Page MenuHomePhabricator

[NEEDS GROOMING] schema services should be moved to k8s
Open, LowPublic

Description

@BTullis pointed out that schema services currently run on VMs, but would be better to have them run in k8s instead. This to follow SRE practices have some better reliability

This task is a placehoder, that requires work estimation.

I wonder if we could deprecate them entirely (probably not - eventgate-analytics-external rely on dynamic configs), or at least require that eventgate-main uses bundled schemas only.

related

Might be a good moment to re-think how we deploy / deliver schema repos:

Event Timeline

Restricted Application added a subscriber: Aklapper. · View Herald Transcript

I think this will be harder than it sounds. I don't think there is a way to automate dynamic deployments of data to k8s workers. Something has to host data in some data store (git+http or whatever) if it is going to be dynamic, and the k8s workers will request it. So, while we could maybe move the HTTP schema server to k8s, the schemas themselves have to be queryable from somewhere.

I think this will be harder than it sounds. I don't think there is a way to automate dynamic deployments of data to k8s workers. Something has to host data in some data store (git+http or whatever) if it is going to be dynamic, and the k8s workers will request it. So, while we could maybe move the HTTP schema server to k8s, the schemas themselves have to be queryable from somewhere.

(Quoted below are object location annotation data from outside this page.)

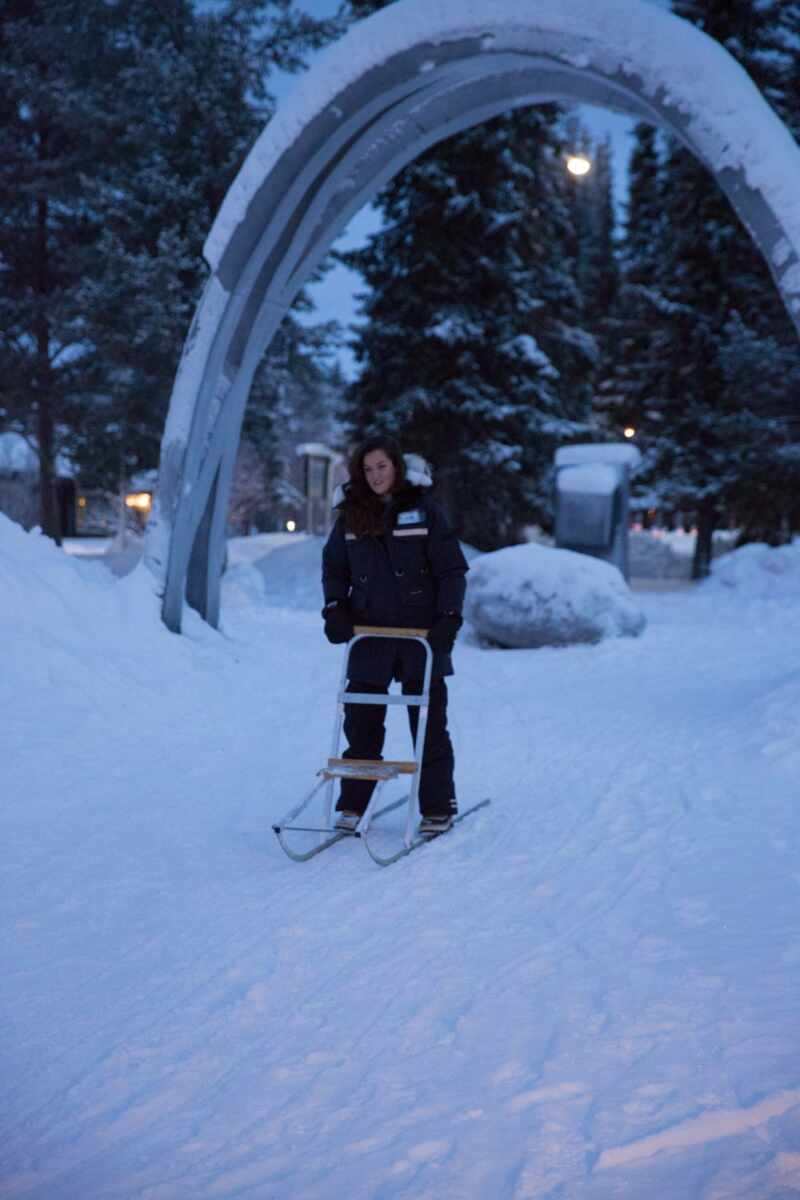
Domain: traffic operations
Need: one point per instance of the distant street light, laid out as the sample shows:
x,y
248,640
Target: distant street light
x,y
578,165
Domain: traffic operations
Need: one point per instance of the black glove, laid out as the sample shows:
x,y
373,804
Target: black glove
x,y
338,622
441,635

We had a quick discussion about this. I don't think that it's going to be as hard as all that. Naturally, I could be completely wrong, but here is my thinking.

The amount of data is relatively small, at just under 8 MB.

btullis@marlin:~/tmp/schemas$ git clone -q --depth 1 "ssh://btullis@gerrit.wikimedia.org:29418/schemas/event/primary"
Total 262 (delta 108), reused 188 (delta 80)

btullis@marlin:~/tmp/schemas$ git clone -q --depth 1 "ssh://btullis@gerrit.wikimedia.org:29418/schemas/event/secondary"
Total 703 (delta 353), reused 465 (delta 235)

btullis@marlin:~/tmp/schemas$ du -sh *
1.8M	primary
6.1M	secondary

I think that we could use an emptyDir for this, which is either backed by memory or node-ephemeral-storage.

image.png (135×767 px, 42 KB)

Although this emptyDir would be empty whenever the pod starts up, we would have a post-install hook that runs a Job to populate the directory with a git clone before making the pod ready for work.
Then in order to keep it up-to-date, we would create a CronJob object that runs git pull as frequently as we like. (e.g. every 30 minutes to replicate what puppet does.)

If the pod crashes, the same emptyDir doesn't get wiped, it is reused (which is nice).

We have several other examples of where we are using emptyDir objects, some backed by memory, some by node-ephemeral-storage.

I'll add the Data-Platform-SRE tag because I'm sure that we would be happy to work on this. That said, I've just upgraded the four schema VMs to bookworm in T349286 so I'm not sure that there's much operational benefit to be had in the short term by migrating this service to Kubernetes. Running the schema service under Ganeti and LVS is working perfectly well at the moment, but it's certainly something to consider at some point.

Gehel triaged this task as Low priority.Jan 10 2024, 9:35 AM
Gehel moved this task from Incoming to Toil / Automation on the Data-Platform-SRE board.